ETA planea robar armas para «autentificar» sus amenazas

La banda terrorista estima que no está obligada a desarmarse y, dentro de su «lógica», una acción así no supondría una ruptura del «cese definitivo»

ETA puede intentar una acción de fuerza, consistente en el robo de armas o explosivos, con el fin de de «autentificar» las amenazas lanzadas en el comunicado hecho público el martes.

ETA puede intentar una acción de fuerza, consistente en el robo de armas o explosivos, con el fin de de «autentificar» las amenazas lanzadas en el comunicado hecho público el martes, en el que hablaba de «consecuencias negativas» por el cierre del «espacio de diálogo» que ellos habían montado en Noruega, con la pretensión de negociar con los representantes de los gobiernos de Españpa y Francia las «consecuencias del conflicto».

Un robo de este tipo, según expertos antiterroristas, consultados por LA RAZÓN, no supondría, dentro de la «lógica» etarra, una ruptura del «cese definitivo», anunciado en octubre de 2011. Por el contrario, estaría en consonancia con lo que se decía en el citado comunicado: «ETA quiere aclarar que el tema del desarme está fuera del mandato que recibió el Comité Internacional de Verificadores en su creación y, por eso, no ha estado ni está en la agenda de trabajo de ETA ni del Comité Internacional de Verificadores». Es decir, que la banda se mantiene armada y puede aumentar su arsenal según sus conveniencias y planes de futuro.

Además, los redactores de la proclama señalaban, como si de una advertencia de lo que van a hacer se tratara, que «a juicio de ETA, este tema (el desarme) se está utilizando con maldad, con la intención de tapar la absoluta responsabilidad que los estados tienen en el bloqueo del proceso de resolución».

Los expertos consultados recuerdan que, al finalizar la temporada de esquí y la llegada de la primavera, en Francia se produce un cierto trasiego de explosivos hacia las estaciones deportivas, con el fin de provocar aludes (este año ha nevado más que otros años) y evitar accidentes que puedan alcanzar a esquiadores o excursionistas.

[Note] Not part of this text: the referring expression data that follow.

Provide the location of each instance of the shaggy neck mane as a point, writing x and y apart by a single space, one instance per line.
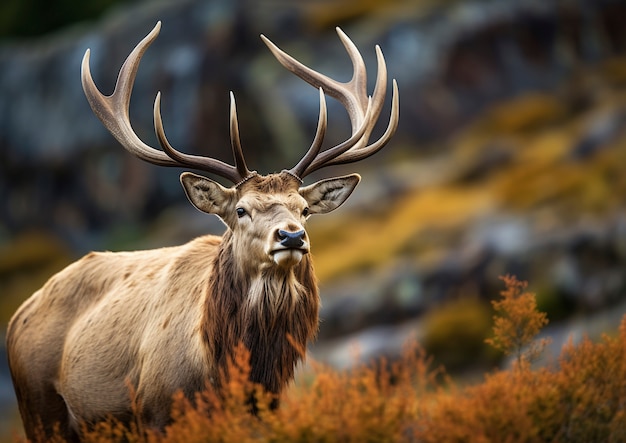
274 313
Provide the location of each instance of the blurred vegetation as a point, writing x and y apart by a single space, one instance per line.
29 18
582 397
454 333
26 263
536 153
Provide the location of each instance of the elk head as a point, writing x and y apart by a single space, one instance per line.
266 214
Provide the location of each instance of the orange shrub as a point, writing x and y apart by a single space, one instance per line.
582 398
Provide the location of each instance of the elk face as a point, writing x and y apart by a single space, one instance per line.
267 214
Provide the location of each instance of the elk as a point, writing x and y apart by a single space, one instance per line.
168 319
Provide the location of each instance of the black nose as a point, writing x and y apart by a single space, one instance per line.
290 239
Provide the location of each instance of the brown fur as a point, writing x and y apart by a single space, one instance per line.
168 319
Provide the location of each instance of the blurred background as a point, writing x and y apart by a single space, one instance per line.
509 157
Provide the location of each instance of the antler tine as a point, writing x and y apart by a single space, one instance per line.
320 132
193 161
235 141
113 112
362 110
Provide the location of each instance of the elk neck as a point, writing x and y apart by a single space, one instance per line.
273 312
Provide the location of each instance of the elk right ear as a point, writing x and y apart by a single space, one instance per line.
205 194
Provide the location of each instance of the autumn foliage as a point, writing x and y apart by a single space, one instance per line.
581 397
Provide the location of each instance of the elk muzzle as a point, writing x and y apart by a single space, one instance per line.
289 247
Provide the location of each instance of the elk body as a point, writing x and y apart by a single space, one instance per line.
169 319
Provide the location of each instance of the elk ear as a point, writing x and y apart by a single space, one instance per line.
205 194
327 195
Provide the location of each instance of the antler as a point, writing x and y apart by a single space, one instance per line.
113 112
363 110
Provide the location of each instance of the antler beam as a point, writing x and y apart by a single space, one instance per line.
113 112
362 110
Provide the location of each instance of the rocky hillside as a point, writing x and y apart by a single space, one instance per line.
508 157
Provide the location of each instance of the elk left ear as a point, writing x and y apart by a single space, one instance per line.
205 194
327 195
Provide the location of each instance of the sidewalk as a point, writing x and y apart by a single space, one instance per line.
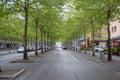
114 64
7 52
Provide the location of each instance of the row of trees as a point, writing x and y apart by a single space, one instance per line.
90 15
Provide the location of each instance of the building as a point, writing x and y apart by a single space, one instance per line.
115 32
101 36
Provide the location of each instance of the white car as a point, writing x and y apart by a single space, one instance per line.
98 48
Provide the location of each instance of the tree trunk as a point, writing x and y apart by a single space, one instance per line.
41 39
93 37
109 35
25 57
44 41
85 39
47 41
36 43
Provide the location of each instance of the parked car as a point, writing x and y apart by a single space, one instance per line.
99 48
20 50
65 48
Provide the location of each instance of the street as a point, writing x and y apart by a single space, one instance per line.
63 65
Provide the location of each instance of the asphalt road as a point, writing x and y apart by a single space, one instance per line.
62 65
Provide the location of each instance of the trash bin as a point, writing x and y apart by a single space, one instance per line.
102 55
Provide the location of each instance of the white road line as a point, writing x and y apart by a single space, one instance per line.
74 58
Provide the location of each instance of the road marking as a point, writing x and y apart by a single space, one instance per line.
74 58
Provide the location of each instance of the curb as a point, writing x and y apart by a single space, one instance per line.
12 77
97 61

Como ya se han producido robos, atribuidos a ETA, en algunos de los depósitos en los que se guardan estos explosivos, las autoridades galas adoptaron en su día rígidas medidas de seguridad, lo que no quiere decir que la banda no lo intente. Lo mismo ocurre con las armerías y los almacenes y fábricas en los que se trabajan y guardan este tipo de materiales.

Si la banda lograra consumar una acción criminal de robo (también podría ser material para falsificar u otro que les sea necesario para su «logística»), podría demostrar que aún mantiene una cierta operatividad y, de paso, dejar claro que los comunicados no son órdagos de mus, sino advertencias que deben ser tenidas en cuenta.

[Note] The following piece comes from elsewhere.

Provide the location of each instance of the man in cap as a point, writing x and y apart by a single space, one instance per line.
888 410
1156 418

A lo largo de la siniestra historia de la banda, algunos comunicados, como el de agosto de 2006, en el que venían a anunciar una reacción ante el parón del «proceso», fueron interpretados así o como de consumo interno. A los pocos meses, dos personas murieron en el atentado contra uno de los aparcamientos de la Terminal 4 de Barajas, que quedó destruido.

Además, de realizarse, el robo en Francia sería una «bofetada» para las autoridades galas, a cuyos máximos mandatarios la banda ha llegado a mandar cartas para que facilitaran la negociación. «ETA ha informado de su compromiso al Gobierno francés también y ha hecho propuestas y ofertas concretas y valientes para alimentar la posibilidad de un proceso de resolución del conflicto. El Gobierno francés, aunque ha reconocido la fortaleza de las propuestas de ETA, ha decidido alinearse con la cerrazón del Gobierno de España, dejando cualquier paso en manos de las decisiones del Gobierno de España», asegura el comunicado del martes.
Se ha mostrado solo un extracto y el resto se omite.